I went to David’s Bridal with the bride and another friend to pick out bridesmaids’ dresses, which was surprisingly painless–a lot of the stuff on the racks looked garish and drowning in taffeta (does anyone ever really choose the bright orange color?), but the one we picked out was very pretty. All around us women stood on pedestals (yes, the store provides each bride-to-be with her own pedestal and enough mirrors to make anyone dizzy) and tried on huge masses of white fabric. My friend wanted to try on a dress just for fun (she’s having her dress made elsewhere), but apparently that involves a pre-arranged appointment and a small army of staff to stuff, pin, and fluff.
It’s bizarre how many little wedding customs there are that have become a money-making venture for stores like David’s Bridal. Lace garters (sometimes in blue). Ring pillows. Guest books with silver covers. Invitations. Flower girl dresses. Bouquets. Wedding dress lingerie. Strapless bras.

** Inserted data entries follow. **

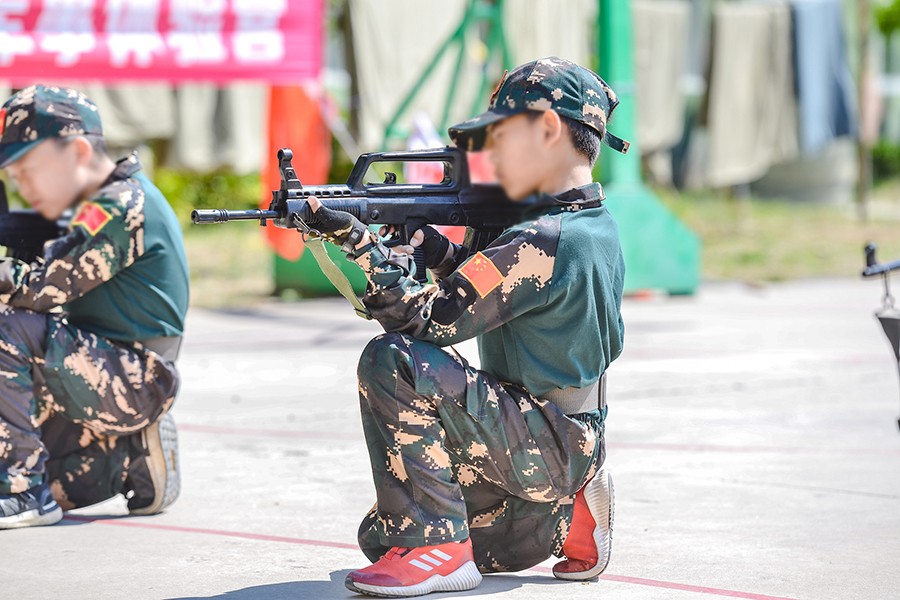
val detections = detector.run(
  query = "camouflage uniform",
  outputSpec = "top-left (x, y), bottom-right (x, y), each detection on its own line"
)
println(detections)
top-left (349, 176), bottom-right (624, 572)
top-left (313, 57), bottom-right (627, 573)
top-left (0, 86), bottom-right (189, 507)
top-left (354, 331), bottom-right (605, 572)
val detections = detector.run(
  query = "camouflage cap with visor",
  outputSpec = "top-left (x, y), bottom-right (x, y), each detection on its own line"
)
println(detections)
top-left (448, 56), bottom-right (629, 154)
top-left (0, 85), bottom-right (103, 168)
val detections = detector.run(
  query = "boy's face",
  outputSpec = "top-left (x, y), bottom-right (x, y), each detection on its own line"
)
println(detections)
top-left (486, 113), bottom-right (549, 201)
top-left (4, 139), bottom-right (85, 220)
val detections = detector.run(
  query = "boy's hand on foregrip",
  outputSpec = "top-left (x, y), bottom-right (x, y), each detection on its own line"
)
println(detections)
top-left (307, 196), bottom-right (370, 250)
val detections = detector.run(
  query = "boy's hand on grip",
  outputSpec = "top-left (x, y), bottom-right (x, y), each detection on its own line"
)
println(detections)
top-left (409, 226), bottom-right (453, 269)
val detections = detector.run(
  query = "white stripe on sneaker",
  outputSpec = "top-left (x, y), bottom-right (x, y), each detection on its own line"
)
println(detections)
top-left (419, 554), bottom-right (443, 566)
top-left (351, 560), bottom-right (483, 596)
top-left (430, 549), bottom-right (453, 561)
top-left (409, 559), bottom-right (434, 572)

White shoes. White stockings. Veils. Picture frames with “My Wedding” written on them. Hope chests. Wedding dress storage boxes. Purses dyed the same color as the bridesmaids’ dresses.
My favorite section was the “humorous” accessory section, which included baseball caps with “Bride” and “Groom” written on them (so THAT’S where all those obnoxious people who travel together for a wedding get their gear), mugs and bags that said “Mother of the Bride,” “Bridesmaid,” and “Maid of Honor,” a trivia game called “Know Your Bride / Know Your Groom,” and enormous glass wedding rings. There was a whole section of sporting goods with “Bride in Training” written on them–not entirely sure who these were for, or how exactly you “train” to be a bride.

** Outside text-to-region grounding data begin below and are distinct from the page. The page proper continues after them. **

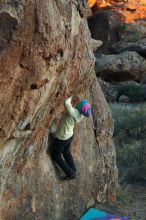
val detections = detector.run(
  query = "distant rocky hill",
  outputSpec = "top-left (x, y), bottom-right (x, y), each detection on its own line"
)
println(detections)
top-left (88, 0), bottom-right (146, 23)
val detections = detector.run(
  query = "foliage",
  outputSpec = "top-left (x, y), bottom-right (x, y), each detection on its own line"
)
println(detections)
top-left (116, 184), bottom-right (132, 204)
top-left (117, 82), bottom-right (146, 103)
top-left (110, 103), bottom-right (146, 184)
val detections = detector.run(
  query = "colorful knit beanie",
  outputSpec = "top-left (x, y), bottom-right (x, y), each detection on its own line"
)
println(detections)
top-left (76, 99), bottom-right (91, 117)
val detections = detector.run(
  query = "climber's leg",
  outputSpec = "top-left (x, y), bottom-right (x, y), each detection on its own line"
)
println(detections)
top-left (51, 137), bottom-right (75, 178)
top-left (63, 138), bottom-right (76, 173)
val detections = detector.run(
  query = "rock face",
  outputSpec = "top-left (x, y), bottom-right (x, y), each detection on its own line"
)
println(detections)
top-left (0, 1), bottom-right (117, 220)
top-left (95, 51), bottom-right (146, 81)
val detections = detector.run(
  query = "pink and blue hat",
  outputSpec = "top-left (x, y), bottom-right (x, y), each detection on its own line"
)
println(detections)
top-left (76, 99), bottom-right (91, 117)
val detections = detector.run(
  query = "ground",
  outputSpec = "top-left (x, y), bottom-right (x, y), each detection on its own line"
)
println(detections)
top-left (96, 185), bottom-right (146, 220)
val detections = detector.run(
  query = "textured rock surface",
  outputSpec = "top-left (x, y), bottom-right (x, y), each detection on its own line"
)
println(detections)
top-left (98, 78), bottom-right (117, 103)
top-left (88, 10), bottom-right (123, 54)
top-left (95, 51), bottom-right (146, 81)
top-left (0, 1), bottom-right (117, 220)
top-left (110, 38), bottom-right (146, 58)
top-left (118, 23), bottom-right (146, 43)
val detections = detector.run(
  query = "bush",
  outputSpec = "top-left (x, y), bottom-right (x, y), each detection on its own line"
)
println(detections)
top-left (110, 103), bottom-right (146, 183)
top-left (117, 82), bottom-right (146, 103)
top-left (117, 184), bottom-right (132, 204)
top-left (116, 140), bottom-right (146, 183)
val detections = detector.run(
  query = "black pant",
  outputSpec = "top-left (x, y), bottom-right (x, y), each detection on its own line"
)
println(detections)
top-left (51, 136), bottom-right (76, 177)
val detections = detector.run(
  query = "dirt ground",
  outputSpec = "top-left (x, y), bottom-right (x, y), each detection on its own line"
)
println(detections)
top-left (124, 186), bottom-right (146, 219)
top-left (96, 185), bottom-right (146, 220)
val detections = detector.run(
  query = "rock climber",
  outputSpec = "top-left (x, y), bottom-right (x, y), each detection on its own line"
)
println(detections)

I’ll admit that I had a great time–I suppose as a lefty academic type I’m supposed to scorn the wedding-industrial complex with its patriarchal, heteronormative standards and its focus on ruffles over real love and partnership. But somehow I just can’t bring myself to feel cynical. I love my friend, and her fiance, and even though the planning will be crazy stressful I know their wedding will be a lot of fun. Though that’s probably easier to say when you don’t have to do the bulk of the planning.